Balancing automation vs human intervention for workflow exceptions

Looking for perspectives on how much exception handling should be automated versus requiring human intervention in shop floor workflows. We’re using AM 2021.2’s Exception Handler, and I’m trying to optimize our escalation strategy.

Currently, we have a fairly conservative approach where most workflow exceptions trigger immediate operator escalation. This ensures humans review every issue, but it also means operators are constantly interrupted to handle things that might be resolvable automatically. Our response time suffers during high-volume periods because operators can’t keep up with the exception queue.

I’m considering increasing automation - letting the workflow configuration handle more exceptions automatically through retry logic, fallback rules, and tolerance thresholds. The concern from the operations team is that we’ll miss critical issues if we automate too much, especially quality-related exceptions that need human judgment.

How do you balance automation versus operator escalation in your exception handling workflows? What types of exceptions do you automate versus escalate?

The key is making automation intelligent, not just automatic. Don’t just retry blindly - implement smart retry logic that considers context. For example, if a barcode scan fails, automatically retry up to 3 times with increasing delay. But if all 3 retries fail, then escalate because it’s likely a damaged label or wrong material that needs human verification. This reduces nuisance escalations while still catching real problems.

Don’t forget the training aspect. If you automate exception handling, operators lose exposure to those scenarios and may not know how to handle them manually when automation fails or when exceptions fall outside automated rules. We maintain a balance where operators still see all exceptions (via notifications) even when automation resolves them, so they stay aware of system behavior and can intervene if needed.

The automation versus escalation balance requires a strategic framework that considers exception characteristics, operational context, and continuous learning from resolution outcomes.

Exception Automation Strategy: Implement a three-tier classification system for exceptions. Tier 1 (Transient/Recoverable) includes timing delays, temporary resource unavailability, and network hiccups - these should be 100% automated with retry logic. Configure your Exception Handler with intelligent retry parameters:


// Tier 1 - Automatic retry
exception.tier1.auto.resolve=true
exception.tier1.max.retries=5
exception.tier1.escalate.threshold=never

Tier 2 (Recoverable with Constraints) includes material substitutions within approved specs, minor quality deviations within tolerance, and resource allocation conflicts - automate these with constraint checking and logging. The workflow configuration should validate that automated resolutions stay within operational boundaries before executing. Tier 3 (Critical/Complex) includes out-of-spec quality, safety violations, and major equipment failures - these always escalate immediately to qualified operators with full context.

Operator Escalation Design: Don’t treat escalation as binary (automate or escalate). Implement graduated escalation based on exception persistence and context. For example, a material shortage exception might: first attempt automatic substitution from approved alternates (0-5 minutes), then notify material handler if substitution unavailable (5-15 minutes), then escalate to supervisor if not resolved (15+ minutes). This graduated approach minimizes interruptions while ensuring timely human intervention for genuine issues. In your workflow configuration, define escalation paths with time-based triggers and role-appropriate routing.

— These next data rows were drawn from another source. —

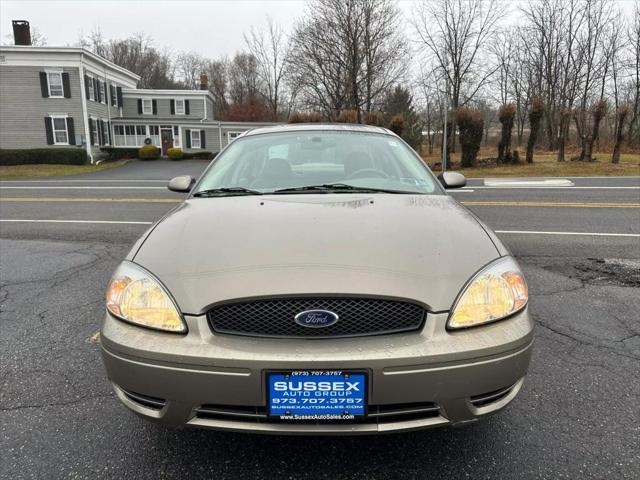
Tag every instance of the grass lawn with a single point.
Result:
(15, 172)
(545, 165)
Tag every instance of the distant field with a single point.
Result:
(15, 172)
(545, 165)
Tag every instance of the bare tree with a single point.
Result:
(633, 36)
(594, 50)
(455, 34)
(347, 53)
(270, 49)
(138, 54)
(244, 81)
(189, 67)
(217, 71)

Workflow Configuration Best Practices: The key to effective automation is making it observable and controllable. Even when exceptions are auto-resolved, create audit trails that capture: exception type, automated action taken, resolution success/failure, and time to resolution. Use AM 2021.2’s exception logging to build a knowledge base of resolution patterns. Configure your Exception Handler to learn from resolution history - if a particular exception type has 95%+ automatic resolution success rate over 30 days, increase automation confidence. If success rate drops below 80%, reduce automation and escalate more frequently until root cause is addressed.

Implement a dashboard showing automated exception resolution metrics: total exceptions, auto-resolved percentage, escalation rate, average resolution time, and operator intervention frequency. Review this weekly with operations team to tune automation rules. Start conservative (escalate more, automate less) and gradually increase automation as you build confidence and historical data. The goal isn’t maximum automation - it’s optimal automation that balances response time, operator workload, and quality assurance based on your specific operational patterns.

We categorize exceptions by impact severity and automate accordingly. Low-impact exceptions (minor timing delays, resource availability waits) get automatic retry with exponential backoff. Medium-impact (material substitutions within approved ranges, minor quality deviations) get automated with notification - the system handles it but logs the decision for audit. High-impact (out-of-spec quality, safety concerns, critical resource failures) always escalate to operators immediately.

Response time is definitely better with more automation, but you need good visibility into what the automation is doing. We had issues where the system was automatically handling exceptions that operators didn’t even know about, and patterns of recurring problems went unnoticed. Now we require all automated exception resolutions to log to a daily summary dashboard so supervisors can spot trends even if individual exceptions were auto-resolved.